# Health Check "Puff"



## Timwis (23/9/22)

Just noticed @Puff the Magic Dragon hasn't been on the forum in nearly 2 weeks, hope he is ok! Can anyone put my mind at rest?

Reactions: Like 2


----------



## Silver (24/9/22)

Last seen on the forum 12 Sep

@Puff the Magic Dragon , do you copy?

Reactions: Like 1


----------



## Timwis (24/9/22)

Silver said:


> Last seen on the forum 12 Sep
> 
> @Puff the Magic Dragon , do you copy?


Peeps can disappear for a few days but he has posted on the Happy Birthday thread daily for ever since I can remember so to go from posting on the forum everyday 7 days a week to just vanishing is very worrying!

Reactions: Agree 2


----------



## Kuhlkatz (25/9/22)

It's quite possible that he went to the farm without applying for leave again.
Any one from the Cape Town meet group may have closer contact and some knowledge perhaps?

Reactions: Like 3


----------



## Puff the Magic Dragon (25/9/22)

Hi fans.

Rumours of my death have been exaggerated.

I am alive and as well as expected We moved out of Cape Town on 13 Sept. Massive effort with two trucks arriving on the same day from different towns.
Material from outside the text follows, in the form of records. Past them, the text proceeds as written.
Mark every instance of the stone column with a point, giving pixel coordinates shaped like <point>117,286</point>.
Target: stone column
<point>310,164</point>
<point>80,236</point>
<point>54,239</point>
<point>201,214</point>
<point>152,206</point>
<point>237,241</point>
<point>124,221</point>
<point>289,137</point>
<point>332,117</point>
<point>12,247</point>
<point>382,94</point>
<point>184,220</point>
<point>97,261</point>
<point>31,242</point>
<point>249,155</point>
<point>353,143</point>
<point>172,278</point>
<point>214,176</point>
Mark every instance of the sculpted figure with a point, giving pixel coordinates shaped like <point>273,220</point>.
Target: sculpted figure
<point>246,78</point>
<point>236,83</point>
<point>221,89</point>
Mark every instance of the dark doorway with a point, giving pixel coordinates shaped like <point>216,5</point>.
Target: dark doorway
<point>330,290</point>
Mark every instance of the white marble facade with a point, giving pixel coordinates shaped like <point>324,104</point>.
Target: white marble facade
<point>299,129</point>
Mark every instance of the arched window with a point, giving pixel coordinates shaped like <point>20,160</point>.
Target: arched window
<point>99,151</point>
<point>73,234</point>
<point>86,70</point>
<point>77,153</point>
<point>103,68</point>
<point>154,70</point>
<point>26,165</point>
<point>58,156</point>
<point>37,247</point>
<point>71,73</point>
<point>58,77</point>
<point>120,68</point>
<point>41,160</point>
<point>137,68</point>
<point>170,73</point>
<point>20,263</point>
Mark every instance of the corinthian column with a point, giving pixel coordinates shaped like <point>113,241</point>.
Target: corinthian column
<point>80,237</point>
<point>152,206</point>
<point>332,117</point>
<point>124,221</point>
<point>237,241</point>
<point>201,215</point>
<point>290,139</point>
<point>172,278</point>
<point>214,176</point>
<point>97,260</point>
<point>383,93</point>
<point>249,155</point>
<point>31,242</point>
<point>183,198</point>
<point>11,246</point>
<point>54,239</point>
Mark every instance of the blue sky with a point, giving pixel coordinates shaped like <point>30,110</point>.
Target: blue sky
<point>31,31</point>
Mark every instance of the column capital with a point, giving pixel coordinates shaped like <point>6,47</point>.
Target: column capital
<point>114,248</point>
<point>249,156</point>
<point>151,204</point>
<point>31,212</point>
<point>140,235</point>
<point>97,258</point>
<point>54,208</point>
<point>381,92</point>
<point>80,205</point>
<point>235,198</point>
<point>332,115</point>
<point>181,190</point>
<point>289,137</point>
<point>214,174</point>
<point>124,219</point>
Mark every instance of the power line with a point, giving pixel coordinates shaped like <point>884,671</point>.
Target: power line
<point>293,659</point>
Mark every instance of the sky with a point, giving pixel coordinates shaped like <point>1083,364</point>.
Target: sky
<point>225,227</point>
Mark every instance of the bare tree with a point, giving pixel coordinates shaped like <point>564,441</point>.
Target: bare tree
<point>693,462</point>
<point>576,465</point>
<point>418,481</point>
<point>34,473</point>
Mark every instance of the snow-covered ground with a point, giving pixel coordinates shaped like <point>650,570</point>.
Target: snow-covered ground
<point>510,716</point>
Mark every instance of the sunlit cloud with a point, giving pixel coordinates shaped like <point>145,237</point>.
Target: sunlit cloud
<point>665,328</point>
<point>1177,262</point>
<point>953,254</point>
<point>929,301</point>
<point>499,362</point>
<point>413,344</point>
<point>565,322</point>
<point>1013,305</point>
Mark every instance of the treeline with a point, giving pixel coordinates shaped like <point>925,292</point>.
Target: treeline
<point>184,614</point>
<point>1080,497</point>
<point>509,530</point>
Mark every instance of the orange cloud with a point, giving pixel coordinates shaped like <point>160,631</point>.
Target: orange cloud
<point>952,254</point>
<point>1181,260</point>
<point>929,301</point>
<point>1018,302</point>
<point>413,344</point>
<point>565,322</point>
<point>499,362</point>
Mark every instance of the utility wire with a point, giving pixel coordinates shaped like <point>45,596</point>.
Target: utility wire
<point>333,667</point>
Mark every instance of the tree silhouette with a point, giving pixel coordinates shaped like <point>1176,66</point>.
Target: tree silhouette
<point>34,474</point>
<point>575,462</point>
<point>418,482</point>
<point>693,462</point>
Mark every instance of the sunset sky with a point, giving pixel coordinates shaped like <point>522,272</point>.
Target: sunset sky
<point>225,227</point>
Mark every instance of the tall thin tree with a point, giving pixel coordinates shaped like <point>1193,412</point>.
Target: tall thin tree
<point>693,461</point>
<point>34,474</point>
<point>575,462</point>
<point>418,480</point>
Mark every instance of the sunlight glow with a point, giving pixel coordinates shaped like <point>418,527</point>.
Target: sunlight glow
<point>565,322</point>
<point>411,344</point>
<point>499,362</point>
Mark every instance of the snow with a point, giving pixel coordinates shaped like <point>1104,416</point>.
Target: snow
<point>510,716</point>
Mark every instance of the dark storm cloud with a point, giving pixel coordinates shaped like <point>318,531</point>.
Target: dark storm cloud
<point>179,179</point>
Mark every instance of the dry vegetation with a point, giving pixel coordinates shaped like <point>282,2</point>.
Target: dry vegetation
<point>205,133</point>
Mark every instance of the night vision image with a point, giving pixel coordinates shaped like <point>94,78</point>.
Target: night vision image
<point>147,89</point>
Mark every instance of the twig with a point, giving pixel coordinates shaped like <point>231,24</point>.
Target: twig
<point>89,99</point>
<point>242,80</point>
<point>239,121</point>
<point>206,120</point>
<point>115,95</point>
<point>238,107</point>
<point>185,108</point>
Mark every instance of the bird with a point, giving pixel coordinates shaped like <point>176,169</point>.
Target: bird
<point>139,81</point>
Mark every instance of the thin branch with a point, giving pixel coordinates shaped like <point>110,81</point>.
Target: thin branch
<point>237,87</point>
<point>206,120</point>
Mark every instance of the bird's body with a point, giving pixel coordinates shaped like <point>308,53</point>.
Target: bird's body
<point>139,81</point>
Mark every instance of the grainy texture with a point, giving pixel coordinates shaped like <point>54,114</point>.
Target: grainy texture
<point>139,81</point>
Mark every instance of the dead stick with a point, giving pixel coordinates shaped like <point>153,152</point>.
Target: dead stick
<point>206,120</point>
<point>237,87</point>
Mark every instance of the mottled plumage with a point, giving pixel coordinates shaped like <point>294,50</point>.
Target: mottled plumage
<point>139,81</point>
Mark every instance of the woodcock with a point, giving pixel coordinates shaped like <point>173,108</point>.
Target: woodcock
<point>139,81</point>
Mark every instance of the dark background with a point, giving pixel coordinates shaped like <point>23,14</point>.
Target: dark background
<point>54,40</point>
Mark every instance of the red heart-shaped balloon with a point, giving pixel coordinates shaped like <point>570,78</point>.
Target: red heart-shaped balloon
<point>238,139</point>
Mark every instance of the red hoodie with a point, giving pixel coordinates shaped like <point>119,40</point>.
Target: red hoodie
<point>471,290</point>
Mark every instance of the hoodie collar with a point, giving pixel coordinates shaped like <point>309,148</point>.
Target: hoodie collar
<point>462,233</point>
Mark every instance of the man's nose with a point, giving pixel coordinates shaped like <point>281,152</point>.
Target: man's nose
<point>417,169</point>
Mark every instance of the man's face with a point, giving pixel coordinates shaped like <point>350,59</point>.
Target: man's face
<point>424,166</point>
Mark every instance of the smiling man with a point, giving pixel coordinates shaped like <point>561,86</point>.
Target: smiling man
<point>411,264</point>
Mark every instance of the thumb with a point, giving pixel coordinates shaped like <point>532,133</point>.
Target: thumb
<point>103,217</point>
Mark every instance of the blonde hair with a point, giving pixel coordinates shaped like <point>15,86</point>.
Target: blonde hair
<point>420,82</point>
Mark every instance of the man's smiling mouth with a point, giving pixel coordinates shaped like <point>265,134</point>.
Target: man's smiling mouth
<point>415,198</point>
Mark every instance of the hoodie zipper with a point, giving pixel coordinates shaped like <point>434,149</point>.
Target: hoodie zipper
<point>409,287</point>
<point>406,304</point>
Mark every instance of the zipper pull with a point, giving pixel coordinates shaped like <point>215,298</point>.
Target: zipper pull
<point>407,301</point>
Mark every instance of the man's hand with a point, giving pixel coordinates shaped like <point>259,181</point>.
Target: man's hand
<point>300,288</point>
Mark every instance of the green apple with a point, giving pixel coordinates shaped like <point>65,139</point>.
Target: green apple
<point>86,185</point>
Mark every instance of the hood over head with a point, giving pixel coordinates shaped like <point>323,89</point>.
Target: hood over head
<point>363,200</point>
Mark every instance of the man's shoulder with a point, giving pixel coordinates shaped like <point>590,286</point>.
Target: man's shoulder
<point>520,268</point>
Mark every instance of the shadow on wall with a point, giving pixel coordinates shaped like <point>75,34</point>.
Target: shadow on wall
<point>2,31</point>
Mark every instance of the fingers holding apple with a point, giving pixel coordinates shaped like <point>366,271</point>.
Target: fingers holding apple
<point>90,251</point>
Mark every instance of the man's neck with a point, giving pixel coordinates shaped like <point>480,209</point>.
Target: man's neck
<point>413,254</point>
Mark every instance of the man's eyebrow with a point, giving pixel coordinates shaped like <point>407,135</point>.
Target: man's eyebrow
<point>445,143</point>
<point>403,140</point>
Internet connection has not yet been sorted and therefore the lack of posting on Ecigssa.

On a more serious note thanks @Timwis for noticing my absence. It goes to show that members care about oneanother.

Reactions: Winner 7


----------



## Timwis (25/9/22)

Puff the Magic Dragon said:


> Hi fans.
> 
> Rumours of my death have been exaggerated.
> 
> ...


Didn't even miss you!

Reactions: Funny 3


----------



## Silver (25/9/22)

Good to hear @Puff the Magic Dragon 
good luck with the move

Reactions: Like 1 | Thanks 1


----------